Between 80 and 90 members of the Indianapolis IP Inn, along with Chief Judge Jane Magnus-Stinson of the U.S. District Court for the Southern District of Indiana, are expected to attend the inaugural meeting. The event, which will be held at Cummins Indianapolis Distribution Headquarters, will feature introductory remarks by Sharon Barner, general counsel of Cummins, and a presentation of the inn’s charter.

Also, Linn and his colleague on the Federal Circuit Court of Appeals, Judge Jay Plager, will participate in a judges’ panel, discussing recent developments in patent litigation. Mark Janis, director of the Center for Intellectual Property Research at Indiana University Maurer School of Law, will moderate.

Prior to their appearance on the panel, Linn and Plager are scheduled to spend Wednesday at Indiana University Maurer School of Law talking to students. For Plager, it will be a kind of homecoming — he was on the law school faculty from 1977 to 1984.

Janis noted in additional to bringing IP bench and bar together, the inn will also provide opportunities for younger attorneys to connect and learn from more seasoned practitioners.

In particular, the inn of court tradition includes pupilage groups, which are comprised of lawyers at all levels of experience. The members within each group work together to develop the programs that are presented at the monthly meetings.

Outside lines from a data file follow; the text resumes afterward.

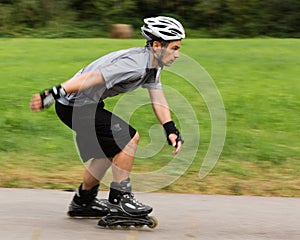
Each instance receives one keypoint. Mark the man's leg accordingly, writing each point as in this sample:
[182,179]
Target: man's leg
[122,163]
[95,172]
[120,189]
[85,203]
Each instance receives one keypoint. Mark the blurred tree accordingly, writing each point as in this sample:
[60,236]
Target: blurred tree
[219,18]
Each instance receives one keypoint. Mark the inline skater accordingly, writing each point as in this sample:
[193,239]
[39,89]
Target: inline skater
[104,139]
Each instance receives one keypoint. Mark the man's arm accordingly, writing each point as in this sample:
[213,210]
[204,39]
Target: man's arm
[47,97]
[163,114]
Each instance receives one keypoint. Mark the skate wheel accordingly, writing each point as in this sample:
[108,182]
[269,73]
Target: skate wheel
[139,227]
[154,222]
[125,227]
[112,227]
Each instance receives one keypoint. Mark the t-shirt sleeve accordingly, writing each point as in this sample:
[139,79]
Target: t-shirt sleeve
[121,69]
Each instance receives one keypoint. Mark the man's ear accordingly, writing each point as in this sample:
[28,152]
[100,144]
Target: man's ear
[156,45]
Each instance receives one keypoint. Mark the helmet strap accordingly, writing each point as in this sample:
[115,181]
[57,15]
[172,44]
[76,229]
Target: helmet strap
[164,45]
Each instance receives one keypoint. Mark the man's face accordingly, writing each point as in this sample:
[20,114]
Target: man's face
[170,53]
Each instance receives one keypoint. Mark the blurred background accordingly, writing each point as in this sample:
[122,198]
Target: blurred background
[202,18]
[251,49]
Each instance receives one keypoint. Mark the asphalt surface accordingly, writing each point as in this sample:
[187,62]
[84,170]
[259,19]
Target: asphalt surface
[41,214]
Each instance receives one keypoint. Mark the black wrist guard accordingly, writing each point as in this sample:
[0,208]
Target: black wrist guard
[170,128]
[50,95]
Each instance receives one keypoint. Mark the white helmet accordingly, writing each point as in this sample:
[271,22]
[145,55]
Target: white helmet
[165,28]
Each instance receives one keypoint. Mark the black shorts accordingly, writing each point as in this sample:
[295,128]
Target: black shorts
[99,133]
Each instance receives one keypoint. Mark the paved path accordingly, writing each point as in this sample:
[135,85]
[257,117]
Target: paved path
[40,214]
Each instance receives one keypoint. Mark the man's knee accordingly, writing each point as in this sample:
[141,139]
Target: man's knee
[136,138]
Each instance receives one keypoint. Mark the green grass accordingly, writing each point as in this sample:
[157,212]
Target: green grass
[257,78]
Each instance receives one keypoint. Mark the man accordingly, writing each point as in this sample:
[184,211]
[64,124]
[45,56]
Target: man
[102,138]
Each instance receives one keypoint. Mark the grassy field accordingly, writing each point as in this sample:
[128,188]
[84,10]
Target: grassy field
[258,80]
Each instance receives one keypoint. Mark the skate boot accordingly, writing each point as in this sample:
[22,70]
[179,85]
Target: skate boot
[125,210]
[86,205]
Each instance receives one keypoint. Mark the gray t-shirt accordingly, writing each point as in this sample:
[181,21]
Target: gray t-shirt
[123,71]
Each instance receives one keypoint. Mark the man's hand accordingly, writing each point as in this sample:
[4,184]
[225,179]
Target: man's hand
[46,98]
[36,103]
[173,136]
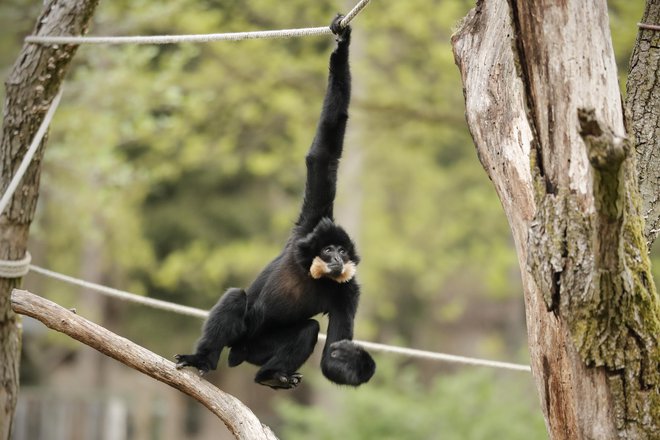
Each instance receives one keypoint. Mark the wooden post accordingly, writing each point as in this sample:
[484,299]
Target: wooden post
[32,84]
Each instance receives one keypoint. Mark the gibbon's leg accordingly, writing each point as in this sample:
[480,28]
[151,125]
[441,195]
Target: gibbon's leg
[282,353]
[224,326]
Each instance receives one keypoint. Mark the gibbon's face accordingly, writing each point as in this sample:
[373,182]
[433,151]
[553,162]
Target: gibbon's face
[333,261]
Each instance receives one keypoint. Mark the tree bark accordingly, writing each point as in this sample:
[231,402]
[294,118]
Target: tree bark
[236,416]
[32,84]
[643,96]
[545,113]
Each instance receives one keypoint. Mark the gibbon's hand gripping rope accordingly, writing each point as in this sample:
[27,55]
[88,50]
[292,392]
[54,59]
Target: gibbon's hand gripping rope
[199,38]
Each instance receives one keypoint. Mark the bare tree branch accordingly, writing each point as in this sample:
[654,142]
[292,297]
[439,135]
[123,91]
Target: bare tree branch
[240,420]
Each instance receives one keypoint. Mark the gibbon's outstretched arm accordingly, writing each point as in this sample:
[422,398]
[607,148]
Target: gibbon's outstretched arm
[323,157]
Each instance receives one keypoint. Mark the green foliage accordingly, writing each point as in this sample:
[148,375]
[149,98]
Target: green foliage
[472,405]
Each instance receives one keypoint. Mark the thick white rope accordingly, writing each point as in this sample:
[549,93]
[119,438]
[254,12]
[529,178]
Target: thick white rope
[36,141]
[197,38]
[199,313]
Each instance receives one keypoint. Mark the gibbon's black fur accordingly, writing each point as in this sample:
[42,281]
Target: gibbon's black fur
[270,324]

Echoing Piorier, Janis anticipates the Inn will build collegiality within the IP bar. He noted when he practiced in the 1980s and 1990s in Indianapolis, the patent community was small and all the lawyers knew one another. But now, as the local IP practice has grown, the attorneys do not have many opportunities network and discuss legal issues.

He is hopeful the new Inn will help bring a return of some of that old camaraderie.